Benchmark	Metric	TripleSumm	Prev. SOTA	Gain
MoSu	Kendall τ	0.145	0.107 (CFSum)	+35.5%
Mr.HiSum	Kendall τ	0.105	0.089	+18.0%
SumMe	F1	52.3	50.1	+2.2
TVSum	F1	63.7	61.5	+2.2

Ablation Study¶

Configuration	MoSu τ	Note
Full TripleSumm	0.145	Complete model
Visual only	0.091	Significant degradation
Visual + Text	0.128	Audio contributes clearly
w/o MST	0.121	Multi-scale is important
w/o CMF	0.118	Adaptive fusion is critical

Key Findings¶

TripleSumm degrades gracefully under missing modalities — it dynamically relies on available modalities and does not collapse when a single modality is absent.
Qualitative analysis shows that fusion tokens adaptively attend to different modalities across frames (e.g., judge-speaking frames → high text weight; musical performance frames → high audio weight).
Visual-only models achieve τ=0.091 on MoSu; adding text raises this to 0.128, and further adding audio yields 0.145 — each modality contributes independently.
The multi-scale design of MST is particularly important for long videos — single-window-size variants drop τ by approximately 16% on MoSu.
Parameter efficiency is high: TripleSumm has a parameter count comparable to the visual-only PGL-SUM, yet leverages three times as many information sources.

Highlights & Insights¶

The fusion token as a "neutral anchor" for cross-modal interaction is the key innovation — it eliminates the modality bias caused by using visual features as the query in conventional methods.
The hierarchical window design of MST enables the model to build temporal understanding progressively from local to global, which is especially important for long videos (>2 minutes).
Incorporating three modalities not only improves performance but also enhances robustness — performance degrades gracefully when any single modality is missing.
The "Most Replayed" annotation scheme for MoSu is a pragmatic choice, leveraging collective viewing behavior as a free proxy for frame importance.

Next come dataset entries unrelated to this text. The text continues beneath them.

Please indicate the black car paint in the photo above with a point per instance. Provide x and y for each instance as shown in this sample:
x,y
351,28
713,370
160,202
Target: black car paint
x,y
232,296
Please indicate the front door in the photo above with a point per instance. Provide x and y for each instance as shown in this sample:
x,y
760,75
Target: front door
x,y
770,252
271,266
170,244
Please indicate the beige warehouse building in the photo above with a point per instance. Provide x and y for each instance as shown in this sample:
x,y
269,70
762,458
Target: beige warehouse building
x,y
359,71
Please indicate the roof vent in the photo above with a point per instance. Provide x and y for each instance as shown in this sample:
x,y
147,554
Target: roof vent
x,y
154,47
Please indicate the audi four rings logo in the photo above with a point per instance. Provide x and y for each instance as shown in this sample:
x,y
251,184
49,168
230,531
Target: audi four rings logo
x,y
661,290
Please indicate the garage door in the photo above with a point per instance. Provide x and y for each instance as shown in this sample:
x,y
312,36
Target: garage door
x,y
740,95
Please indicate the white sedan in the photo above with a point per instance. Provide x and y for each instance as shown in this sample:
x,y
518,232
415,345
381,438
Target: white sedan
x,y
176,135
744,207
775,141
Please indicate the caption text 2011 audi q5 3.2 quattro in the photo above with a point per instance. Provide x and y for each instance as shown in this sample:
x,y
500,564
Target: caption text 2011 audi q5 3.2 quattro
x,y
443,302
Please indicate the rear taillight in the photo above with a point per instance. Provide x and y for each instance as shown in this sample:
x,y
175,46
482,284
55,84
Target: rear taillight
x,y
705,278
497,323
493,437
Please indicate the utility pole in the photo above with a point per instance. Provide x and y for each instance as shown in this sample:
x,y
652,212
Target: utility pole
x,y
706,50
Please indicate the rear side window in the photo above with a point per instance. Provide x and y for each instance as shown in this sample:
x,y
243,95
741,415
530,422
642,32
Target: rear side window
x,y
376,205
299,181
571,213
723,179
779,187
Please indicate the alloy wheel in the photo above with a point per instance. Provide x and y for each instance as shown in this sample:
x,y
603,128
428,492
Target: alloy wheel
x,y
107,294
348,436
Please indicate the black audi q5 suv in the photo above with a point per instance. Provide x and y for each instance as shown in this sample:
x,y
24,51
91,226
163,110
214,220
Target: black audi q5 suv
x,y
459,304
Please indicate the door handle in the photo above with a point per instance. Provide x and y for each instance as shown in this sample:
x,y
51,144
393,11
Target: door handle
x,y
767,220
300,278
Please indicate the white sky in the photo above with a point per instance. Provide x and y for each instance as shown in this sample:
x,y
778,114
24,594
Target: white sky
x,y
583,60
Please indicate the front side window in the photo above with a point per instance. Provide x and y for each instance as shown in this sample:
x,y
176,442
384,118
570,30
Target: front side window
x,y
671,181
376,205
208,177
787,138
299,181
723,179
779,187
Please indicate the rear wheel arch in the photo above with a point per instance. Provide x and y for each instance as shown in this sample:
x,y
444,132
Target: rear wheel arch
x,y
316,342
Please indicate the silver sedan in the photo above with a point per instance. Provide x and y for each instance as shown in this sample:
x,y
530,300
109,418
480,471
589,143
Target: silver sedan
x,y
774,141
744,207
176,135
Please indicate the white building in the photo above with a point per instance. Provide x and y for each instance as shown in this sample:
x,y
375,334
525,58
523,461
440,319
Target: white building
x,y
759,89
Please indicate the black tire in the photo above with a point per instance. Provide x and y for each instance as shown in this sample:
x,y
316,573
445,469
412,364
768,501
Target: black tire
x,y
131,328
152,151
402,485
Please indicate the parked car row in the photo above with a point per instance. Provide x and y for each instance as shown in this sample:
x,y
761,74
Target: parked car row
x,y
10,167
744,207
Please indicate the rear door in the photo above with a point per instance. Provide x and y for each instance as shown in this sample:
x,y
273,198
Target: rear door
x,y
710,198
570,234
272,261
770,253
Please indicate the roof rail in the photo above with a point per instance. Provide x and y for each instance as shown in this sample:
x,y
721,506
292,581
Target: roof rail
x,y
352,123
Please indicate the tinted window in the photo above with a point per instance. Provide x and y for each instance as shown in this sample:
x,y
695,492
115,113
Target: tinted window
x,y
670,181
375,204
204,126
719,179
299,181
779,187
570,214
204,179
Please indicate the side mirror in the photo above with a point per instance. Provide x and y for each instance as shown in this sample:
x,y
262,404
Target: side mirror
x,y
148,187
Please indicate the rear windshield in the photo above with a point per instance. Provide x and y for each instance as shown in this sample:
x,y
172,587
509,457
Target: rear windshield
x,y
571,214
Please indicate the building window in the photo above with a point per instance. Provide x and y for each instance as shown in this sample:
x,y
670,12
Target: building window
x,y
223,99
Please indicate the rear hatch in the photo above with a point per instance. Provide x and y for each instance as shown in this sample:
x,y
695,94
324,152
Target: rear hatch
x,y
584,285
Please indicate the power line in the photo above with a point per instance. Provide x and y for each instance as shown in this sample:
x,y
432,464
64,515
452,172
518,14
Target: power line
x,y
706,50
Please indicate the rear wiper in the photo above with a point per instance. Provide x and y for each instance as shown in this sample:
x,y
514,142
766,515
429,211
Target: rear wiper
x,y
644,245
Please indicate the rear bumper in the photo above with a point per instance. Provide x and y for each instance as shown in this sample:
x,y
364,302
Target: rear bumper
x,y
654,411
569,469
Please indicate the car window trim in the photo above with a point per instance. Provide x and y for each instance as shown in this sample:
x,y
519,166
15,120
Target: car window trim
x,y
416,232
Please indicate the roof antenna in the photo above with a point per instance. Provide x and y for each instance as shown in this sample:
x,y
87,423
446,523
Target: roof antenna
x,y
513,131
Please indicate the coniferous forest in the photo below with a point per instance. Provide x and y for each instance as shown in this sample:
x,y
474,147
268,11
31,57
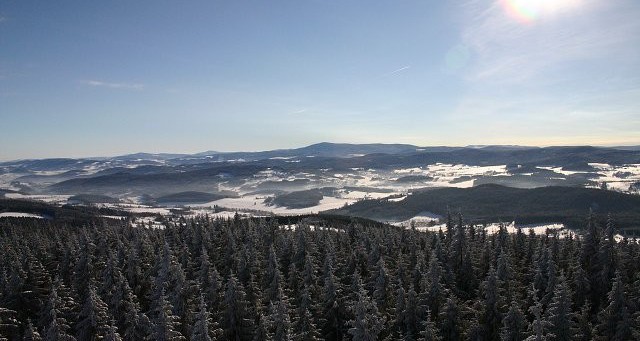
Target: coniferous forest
x,y
256,279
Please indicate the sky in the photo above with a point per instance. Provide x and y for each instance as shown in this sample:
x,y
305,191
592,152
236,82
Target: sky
x,y
98,78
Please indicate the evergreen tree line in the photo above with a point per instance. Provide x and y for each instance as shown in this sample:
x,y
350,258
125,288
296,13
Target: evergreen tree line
x,y
252,279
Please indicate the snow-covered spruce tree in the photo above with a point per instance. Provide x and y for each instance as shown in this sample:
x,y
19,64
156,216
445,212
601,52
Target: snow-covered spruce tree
x,y
450,323
614,321
263,329
165,323
31,333
367,322
93,320
537,328
429,331
559,314
280,318
514,324
332,318
56,327
491,317
204,327
112,335
236,321
132,323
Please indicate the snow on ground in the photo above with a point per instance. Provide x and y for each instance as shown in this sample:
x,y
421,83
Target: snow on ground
x,y
398,198
19,215
559,170
617,178
293,227
423,219
137,208
256,202
538,229
48,198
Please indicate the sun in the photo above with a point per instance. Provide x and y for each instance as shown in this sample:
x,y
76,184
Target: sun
x,y
528,11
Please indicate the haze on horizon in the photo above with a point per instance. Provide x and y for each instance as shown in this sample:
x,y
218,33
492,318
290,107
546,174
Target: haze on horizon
x,y
109,78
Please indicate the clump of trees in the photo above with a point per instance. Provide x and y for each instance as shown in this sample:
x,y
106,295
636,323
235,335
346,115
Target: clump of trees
x,y
251,279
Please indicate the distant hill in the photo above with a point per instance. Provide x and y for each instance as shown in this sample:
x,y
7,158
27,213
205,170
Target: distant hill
x,y
494,203
189,197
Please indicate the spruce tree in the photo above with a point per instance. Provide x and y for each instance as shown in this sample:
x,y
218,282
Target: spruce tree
x,y
614,322
165,324
450,323
236,322
559,314
93,320
514,324
31,333
367,323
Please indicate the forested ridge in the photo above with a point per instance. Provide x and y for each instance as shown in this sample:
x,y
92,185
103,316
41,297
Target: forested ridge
x,y
254,279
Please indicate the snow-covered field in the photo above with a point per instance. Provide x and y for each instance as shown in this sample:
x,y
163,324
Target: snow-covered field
x,y
510,228
617,178
19,215
48,198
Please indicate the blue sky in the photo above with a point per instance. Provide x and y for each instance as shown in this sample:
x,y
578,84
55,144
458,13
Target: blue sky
x,y
87,78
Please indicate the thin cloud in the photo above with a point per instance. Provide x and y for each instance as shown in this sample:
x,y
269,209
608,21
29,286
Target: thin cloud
x,y
124,86
507,50
396,71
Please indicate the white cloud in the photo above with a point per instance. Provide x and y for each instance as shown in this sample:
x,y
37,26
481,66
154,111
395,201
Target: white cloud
x,y
396,71
125,86
508,50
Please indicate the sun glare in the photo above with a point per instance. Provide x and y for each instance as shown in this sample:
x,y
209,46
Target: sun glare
x,y
528,11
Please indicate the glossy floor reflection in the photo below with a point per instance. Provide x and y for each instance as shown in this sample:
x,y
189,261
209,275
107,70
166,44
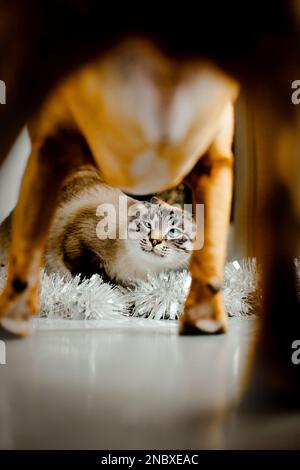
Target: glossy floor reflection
x,y
129,385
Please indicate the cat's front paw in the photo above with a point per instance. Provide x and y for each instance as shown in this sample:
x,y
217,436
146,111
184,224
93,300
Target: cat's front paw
x,y
204,317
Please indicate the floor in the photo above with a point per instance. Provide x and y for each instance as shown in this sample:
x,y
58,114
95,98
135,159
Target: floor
x,y
131,384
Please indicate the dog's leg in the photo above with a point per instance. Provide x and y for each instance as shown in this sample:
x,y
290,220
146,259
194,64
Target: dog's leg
x,y
274,377
50,162
211,182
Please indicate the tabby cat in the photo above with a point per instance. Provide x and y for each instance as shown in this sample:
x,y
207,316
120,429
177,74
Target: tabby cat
x,y
158,236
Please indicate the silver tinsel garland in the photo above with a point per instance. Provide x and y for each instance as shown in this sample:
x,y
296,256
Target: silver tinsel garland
x,y
160,297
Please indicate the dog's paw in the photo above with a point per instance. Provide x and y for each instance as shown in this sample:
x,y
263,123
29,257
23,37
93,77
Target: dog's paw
x,y
16,315
204,318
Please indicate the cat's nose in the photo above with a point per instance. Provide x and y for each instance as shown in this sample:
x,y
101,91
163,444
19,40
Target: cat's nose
x,y
154,241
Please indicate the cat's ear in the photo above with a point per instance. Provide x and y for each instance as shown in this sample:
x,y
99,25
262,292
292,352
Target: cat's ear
x,y
155,200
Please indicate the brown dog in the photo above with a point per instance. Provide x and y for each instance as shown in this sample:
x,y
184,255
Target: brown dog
x,y
137,109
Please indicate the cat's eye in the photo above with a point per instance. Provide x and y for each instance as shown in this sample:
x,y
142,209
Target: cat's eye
x,y
147,224
174,233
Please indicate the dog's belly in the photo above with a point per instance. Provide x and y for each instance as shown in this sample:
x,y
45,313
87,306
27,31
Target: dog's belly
x,y
147,118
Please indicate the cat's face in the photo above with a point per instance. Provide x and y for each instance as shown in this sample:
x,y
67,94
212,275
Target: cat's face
x,y
162,235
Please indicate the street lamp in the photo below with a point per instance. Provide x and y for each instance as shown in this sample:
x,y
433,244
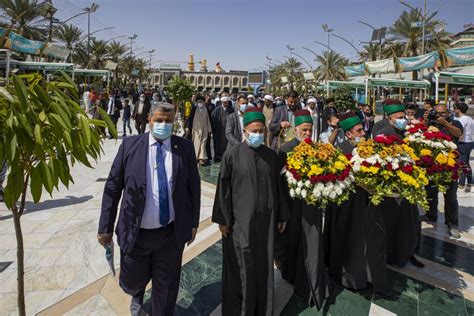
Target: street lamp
x,y
131,38
89,10
327,30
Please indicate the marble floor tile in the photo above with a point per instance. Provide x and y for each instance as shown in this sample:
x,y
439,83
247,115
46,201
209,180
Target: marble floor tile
x,y
96,305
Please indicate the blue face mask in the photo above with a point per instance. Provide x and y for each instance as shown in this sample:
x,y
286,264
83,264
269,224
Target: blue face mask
x,y
254,140
162,131
401,123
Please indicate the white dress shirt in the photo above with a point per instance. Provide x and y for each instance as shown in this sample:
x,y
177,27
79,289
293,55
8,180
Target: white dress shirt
x,y
151,214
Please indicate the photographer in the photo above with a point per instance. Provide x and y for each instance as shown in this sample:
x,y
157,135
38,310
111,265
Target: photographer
x,y
439,117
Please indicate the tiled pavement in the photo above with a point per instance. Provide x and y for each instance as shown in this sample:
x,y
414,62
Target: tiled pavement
x,y
67,274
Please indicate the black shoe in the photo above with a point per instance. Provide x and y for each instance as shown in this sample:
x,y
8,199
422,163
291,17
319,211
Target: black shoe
x,y
416,262
386,294
428,219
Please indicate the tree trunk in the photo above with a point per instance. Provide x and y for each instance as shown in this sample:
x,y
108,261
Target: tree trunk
x,y
20,256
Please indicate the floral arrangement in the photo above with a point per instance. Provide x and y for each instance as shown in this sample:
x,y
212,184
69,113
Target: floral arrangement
x,y
387,167
319,174
438,154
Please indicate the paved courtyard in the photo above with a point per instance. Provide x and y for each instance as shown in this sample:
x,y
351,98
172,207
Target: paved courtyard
x,y
66,271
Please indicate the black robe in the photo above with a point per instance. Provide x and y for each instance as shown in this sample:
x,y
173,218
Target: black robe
x,y
218,123
401,219
354,240
249,199
299,247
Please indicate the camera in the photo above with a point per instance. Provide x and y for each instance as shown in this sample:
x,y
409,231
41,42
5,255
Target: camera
x,y
432,116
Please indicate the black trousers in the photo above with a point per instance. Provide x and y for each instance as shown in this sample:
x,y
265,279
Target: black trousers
x,y
451,205
156,256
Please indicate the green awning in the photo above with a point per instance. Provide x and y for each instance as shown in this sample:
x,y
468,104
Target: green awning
x,y
91,72
395,83
455,78
354,85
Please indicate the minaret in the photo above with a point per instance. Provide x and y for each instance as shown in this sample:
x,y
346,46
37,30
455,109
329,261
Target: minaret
x,y
191,63
204,65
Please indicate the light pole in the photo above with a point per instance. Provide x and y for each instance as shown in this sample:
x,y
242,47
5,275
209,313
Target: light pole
x,y
328,30
89,10
131,38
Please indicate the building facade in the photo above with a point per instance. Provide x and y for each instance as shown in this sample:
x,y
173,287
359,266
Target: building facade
x,y
231,81
464,38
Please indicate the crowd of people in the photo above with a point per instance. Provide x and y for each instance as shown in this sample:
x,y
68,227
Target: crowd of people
x,y
262,226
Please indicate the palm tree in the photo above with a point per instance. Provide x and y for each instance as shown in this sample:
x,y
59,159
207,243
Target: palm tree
x,y
331,66
403,31
70,36
24,17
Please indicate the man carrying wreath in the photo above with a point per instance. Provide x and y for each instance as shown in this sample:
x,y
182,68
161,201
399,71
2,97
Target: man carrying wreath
x,y
300,254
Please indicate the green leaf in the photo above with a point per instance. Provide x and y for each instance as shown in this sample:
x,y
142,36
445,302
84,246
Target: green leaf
x,y
67,139
106,118
6,94
21,92
86,131
36,184
58,119
46,176
38,137
13,146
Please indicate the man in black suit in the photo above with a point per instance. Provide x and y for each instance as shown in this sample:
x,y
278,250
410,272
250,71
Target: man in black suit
x,y
234,125
140,112
283,118
158,176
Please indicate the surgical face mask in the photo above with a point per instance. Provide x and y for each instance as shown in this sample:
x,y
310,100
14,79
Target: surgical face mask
x,y
254,140
401,123
162,131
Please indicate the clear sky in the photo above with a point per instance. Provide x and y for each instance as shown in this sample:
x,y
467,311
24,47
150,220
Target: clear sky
x,y
239,34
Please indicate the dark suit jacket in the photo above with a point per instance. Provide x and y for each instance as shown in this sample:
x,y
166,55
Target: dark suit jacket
x,y
233,130
128,175
280,114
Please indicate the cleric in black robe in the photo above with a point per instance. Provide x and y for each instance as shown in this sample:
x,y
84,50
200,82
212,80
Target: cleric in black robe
x,y
249,207
354,236
218,123
299,248
401,219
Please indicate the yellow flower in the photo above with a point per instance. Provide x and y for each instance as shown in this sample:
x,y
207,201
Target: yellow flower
x,y
441,159
315,170
339,166
425,152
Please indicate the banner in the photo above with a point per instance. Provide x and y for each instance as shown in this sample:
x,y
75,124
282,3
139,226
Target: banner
x,y
380,66
23,45
56,51
354,71
418,62
460,56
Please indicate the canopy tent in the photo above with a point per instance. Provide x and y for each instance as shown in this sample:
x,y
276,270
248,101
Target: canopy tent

Limitations & Future Work¶

MoSu is based on YouTube "Most Replayed" and may be biased toward entertainment content, with insufficient coverage of educational or professional videos.
The fusion token is initialized via simple average aggregation; more sophisticated initialization (e.g., gating) could yield further improvements.
Only frozen features from pretrained encoders are used; end-to-end fine-tuning of the encoders may unlock additional potential.
The WSA window size increases according to a fixed schedule; adaptive window size adjustment could be more beneficial.
Comparisons with LLM-based summarization approaches (e.g., VideoLLMs) remain unexplored.

vs. CFSum: CFSum also uses three modalities but employs static fusion; TripleSumm's frame-level adaptive weighting is the key differentiator.
vs. A2Summ: A2Summ focuses on audio-visual dual-modality, whereas TripleSumm provides complete coverage of all three modalities.
vs. PGL-SUM/CSTA: These visual-only Transformer methods lag significantly behind on MoSu, validating the necessity of multimodal input.
MoSu Dataset: The first large-scale triple-modality video summarization benchmark, derived from "Most Replayed" statistics of 52,678 YouTube videos with at least 50,000 viewers each.
Inspiration: The design concept of the fusion token as a cross-modal interaction "anchor" is transferable to other multimodal tasks such as multimodal retrieval and video question answering.

Rating¶

Novelty: ⭐⭐⭐⭐ Adaptive triple-modality fusion + large-scale dataset, contributing both methodology and resources.
Experimental Thoroughness: ⭐⭐⭐⭐⭐ 4 benchmarks + ablation + qualitative analysis + missing-modality robustness tests.
Writing Quality: ⭐⭐⭐⭐ Clear structure with intuitive figures.
Value: ⭐⭐⭐⭐⭐ Both the MoSu dataset and the triple-modality fusion method offer lasting value.